The silence stretches. I hear her breathing change. Processing.

"Kristen, I... I didn't know."

"You never know." Tears blur my vision. "You never see what he really is because he smiles and says the right things. But I need you to see it now, Mom. For one fucking time in my life, I need you on my side."

She makes a small sound. Hurt. "I'm always on your side."

"No." The word tastes bitter. "You're on the side of the man you wish I'd married. The version of Jack that doesn't exist. But I can't keep fighting him and you at the same time. I can't do it anymore."

"I'm sorry." Her voice breaks. "Kristen, baby, I'm so sorry. I thought I was helping. I thought if you two could just talk—"

"He doesn't want to talk. He wants to win."

I know she doesn't hate me. That's the worst part. She genuinely believed she was doing the right thing. Matchmaking. Fixing. Playing peacemaker because that's what mothers do.

But her good intentions might cost me my daughter.

"I have to go," I whisper.

"Kristen, please—"

I hang up.

The phone slips from my fingers. Clatters against the marble floor. The sound echoes through the empty hallway like a gunshot.

I need to get to my room.

That's the only coherent thought left.
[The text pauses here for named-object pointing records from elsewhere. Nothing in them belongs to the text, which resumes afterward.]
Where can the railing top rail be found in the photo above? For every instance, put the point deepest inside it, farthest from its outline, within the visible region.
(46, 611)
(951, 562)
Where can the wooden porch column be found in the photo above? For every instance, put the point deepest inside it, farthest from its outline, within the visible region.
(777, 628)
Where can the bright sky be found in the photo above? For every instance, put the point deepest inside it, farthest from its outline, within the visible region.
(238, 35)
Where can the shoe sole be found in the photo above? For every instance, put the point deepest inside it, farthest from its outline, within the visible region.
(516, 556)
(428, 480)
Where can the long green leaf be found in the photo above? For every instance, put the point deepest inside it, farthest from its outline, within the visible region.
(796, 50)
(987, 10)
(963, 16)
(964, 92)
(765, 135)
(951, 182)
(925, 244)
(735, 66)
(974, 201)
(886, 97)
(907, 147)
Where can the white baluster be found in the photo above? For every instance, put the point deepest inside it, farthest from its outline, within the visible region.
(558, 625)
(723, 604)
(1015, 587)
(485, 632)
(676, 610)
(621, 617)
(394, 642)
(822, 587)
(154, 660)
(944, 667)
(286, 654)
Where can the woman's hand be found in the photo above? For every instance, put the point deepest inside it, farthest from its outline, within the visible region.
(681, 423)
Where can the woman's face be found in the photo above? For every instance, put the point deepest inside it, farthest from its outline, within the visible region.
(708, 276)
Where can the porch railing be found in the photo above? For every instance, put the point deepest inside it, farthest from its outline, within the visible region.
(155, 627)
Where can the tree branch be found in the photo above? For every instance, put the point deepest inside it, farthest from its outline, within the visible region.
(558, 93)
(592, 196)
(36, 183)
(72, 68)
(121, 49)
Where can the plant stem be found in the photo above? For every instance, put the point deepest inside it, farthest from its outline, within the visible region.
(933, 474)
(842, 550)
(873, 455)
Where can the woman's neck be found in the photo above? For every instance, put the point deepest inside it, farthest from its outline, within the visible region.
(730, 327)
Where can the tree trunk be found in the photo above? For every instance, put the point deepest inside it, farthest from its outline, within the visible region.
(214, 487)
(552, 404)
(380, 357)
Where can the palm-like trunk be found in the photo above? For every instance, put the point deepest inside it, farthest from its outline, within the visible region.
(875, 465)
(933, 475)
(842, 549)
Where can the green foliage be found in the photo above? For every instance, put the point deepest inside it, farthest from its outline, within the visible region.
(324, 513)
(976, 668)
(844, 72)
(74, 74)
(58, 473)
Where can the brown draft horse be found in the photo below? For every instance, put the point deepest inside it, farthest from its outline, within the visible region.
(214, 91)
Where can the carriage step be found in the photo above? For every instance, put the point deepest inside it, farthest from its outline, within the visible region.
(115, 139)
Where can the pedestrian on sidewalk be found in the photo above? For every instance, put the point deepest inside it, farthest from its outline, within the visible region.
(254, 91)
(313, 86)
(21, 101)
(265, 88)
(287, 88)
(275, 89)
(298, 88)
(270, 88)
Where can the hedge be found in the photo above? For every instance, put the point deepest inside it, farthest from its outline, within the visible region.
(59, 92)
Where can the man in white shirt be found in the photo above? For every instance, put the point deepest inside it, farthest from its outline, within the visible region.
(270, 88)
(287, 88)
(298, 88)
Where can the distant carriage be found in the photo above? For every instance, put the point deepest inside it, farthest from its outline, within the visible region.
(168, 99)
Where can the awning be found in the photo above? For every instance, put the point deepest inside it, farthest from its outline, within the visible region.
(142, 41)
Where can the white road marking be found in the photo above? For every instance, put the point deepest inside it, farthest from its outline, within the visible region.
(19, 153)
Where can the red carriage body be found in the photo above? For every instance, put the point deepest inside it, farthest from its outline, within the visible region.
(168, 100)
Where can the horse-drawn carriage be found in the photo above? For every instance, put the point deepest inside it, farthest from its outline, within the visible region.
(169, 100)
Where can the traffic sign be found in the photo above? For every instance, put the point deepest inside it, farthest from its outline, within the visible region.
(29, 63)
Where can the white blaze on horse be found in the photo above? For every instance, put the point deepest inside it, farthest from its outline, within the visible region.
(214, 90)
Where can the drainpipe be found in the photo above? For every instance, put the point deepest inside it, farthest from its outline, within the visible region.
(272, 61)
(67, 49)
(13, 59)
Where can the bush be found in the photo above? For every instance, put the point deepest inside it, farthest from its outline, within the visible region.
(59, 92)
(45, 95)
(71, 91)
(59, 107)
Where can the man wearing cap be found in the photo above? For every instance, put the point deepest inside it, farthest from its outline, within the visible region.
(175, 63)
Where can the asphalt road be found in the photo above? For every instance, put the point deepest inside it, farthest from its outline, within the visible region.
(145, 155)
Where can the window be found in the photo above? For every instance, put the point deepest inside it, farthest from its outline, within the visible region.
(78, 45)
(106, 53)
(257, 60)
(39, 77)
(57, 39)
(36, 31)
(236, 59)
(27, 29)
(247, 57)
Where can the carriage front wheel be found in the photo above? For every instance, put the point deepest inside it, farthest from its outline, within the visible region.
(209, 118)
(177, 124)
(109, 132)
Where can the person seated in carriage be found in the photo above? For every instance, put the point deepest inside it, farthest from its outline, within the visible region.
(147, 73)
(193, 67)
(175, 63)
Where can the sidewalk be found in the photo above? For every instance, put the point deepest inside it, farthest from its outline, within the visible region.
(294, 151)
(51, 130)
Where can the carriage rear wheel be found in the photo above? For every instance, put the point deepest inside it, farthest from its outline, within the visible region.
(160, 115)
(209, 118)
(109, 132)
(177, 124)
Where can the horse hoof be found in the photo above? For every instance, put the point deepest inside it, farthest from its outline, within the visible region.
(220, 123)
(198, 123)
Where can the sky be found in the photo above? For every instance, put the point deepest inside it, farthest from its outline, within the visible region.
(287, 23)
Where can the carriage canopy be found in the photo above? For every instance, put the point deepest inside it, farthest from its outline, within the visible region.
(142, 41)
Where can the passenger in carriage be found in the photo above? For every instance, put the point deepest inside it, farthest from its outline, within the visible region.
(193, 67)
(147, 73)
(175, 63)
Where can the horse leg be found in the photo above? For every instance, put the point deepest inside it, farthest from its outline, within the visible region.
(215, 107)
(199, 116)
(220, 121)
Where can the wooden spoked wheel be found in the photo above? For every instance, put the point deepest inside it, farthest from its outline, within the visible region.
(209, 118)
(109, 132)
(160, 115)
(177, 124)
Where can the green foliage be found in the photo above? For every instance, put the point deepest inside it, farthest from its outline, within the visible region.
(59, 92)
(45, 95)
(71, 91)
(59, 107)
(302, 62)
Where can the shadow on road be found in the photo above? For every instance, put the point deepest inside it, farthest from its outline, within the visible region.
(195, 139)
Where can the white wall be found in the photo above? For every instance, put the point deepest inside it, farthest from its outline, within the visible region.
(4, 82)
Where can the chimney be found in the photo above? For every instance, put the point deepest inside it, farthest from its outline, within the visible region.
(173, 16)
Everything else is static. White noise. The roar of panic drowning out rational thought.

My legs move. One foot in front of the other. Past the formal living room. Past the study where Pietro sometimes works. Up the sweeping staircase that felt like a fairy tale two weeks ago and now feels like a prison.

Jack filed for custody.

My mother told him where I work.

The Sartoris are criminals.

I kissed Nico last night.

The pieces tumble through my head, sharp-edged and cutting. Every step sends another one slicing through my composure.

Unstable behavior.

Maybe Jack's right. Maybe I am unstable. What stable person makes out with a mafia guy while her daughter sleeps down the hall? What stable person takes a job with criminals because she's too desperate to ask questions?

Criminal connections.

They'll take Lily. They'll give her to Jack because he wears nice suits and knows how to charm judges. Because he'll show up with his perfect hair and his rehearsed remorse and everyone will believe him.

Everyone always believes him.

I reach my door. Shove it open. Make it three steps inside before my knees give out.

The carpet cushions my fall. Expensive fibers against my cheek. I curl into myself, arms wrapped around my stomach like I can hold the pieces together through sheer force.

But I can't.

I'm breaking.

And this time, I don't know how to put myself back together.